Suppose (48, 65) is a 95 percent confidence
interval estimate for a population mean 𝜇. Which
of the following is a true statement?
(A) There is a .95 probability that 𝜇 is between 48 and 65.
(B) If 100 random samples of the given size are picked and a 95 percent confidence
interval estimate is calculated from each, then 𝜇 will be in 95 of the resulting intervals.
(C) If 95 percent confidence intervals are calculated from all possible samples of the given
size, 𝜇 will be in 95 percent of those intervals.
(D) The probability that 𝜇 is in any particular confidence interval can be any value between
0 and 1.
(E) Confidence level cannot be interpreted until after data is obtained.
A police department public relations spokesperson
claims that the mean response time to a 911 call is 9
minutes. A newspaper reporter suspects that the
response time is actually longer and runs a test by
examining the records of a random sample of 64 such
calls.
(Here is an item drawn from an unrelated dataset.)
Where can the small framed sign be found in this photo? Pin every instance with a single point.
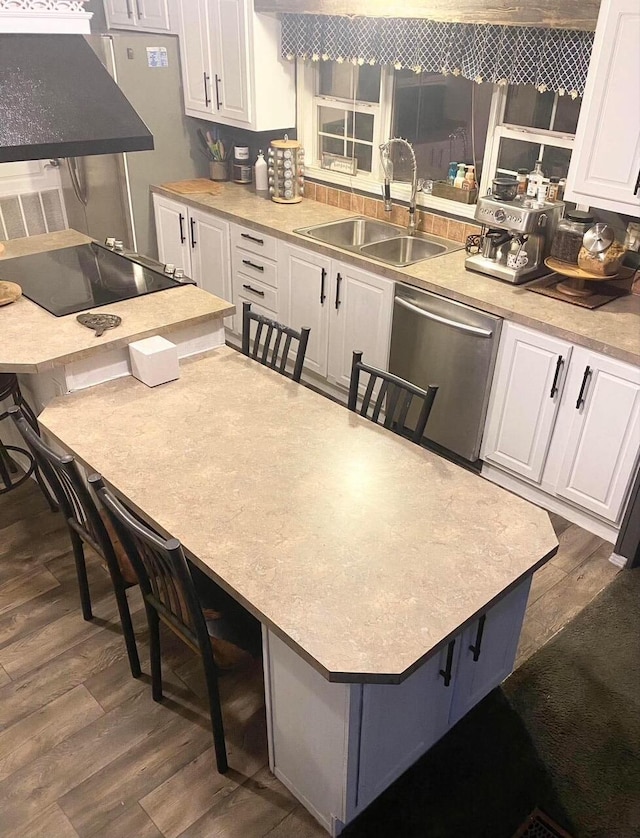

What conclusion is reached if the sample mean is
9.55 minutes with a standard deviation of 3.00 minutes?
(A) The P-value is less than .001, indicating very strong evidence against the 9-minute
claim
(B) The P-value is 0.01, indicating strong evidence against the 9-minute claim.
(C) The P-value is 0.07, indicating some evidence against the 9-minute claim.
(D) The P-value is .18, indicating very little evidence against the 9-minute claim.
(E) The P-value is .43, indicating no evidence against the 9-minute claim.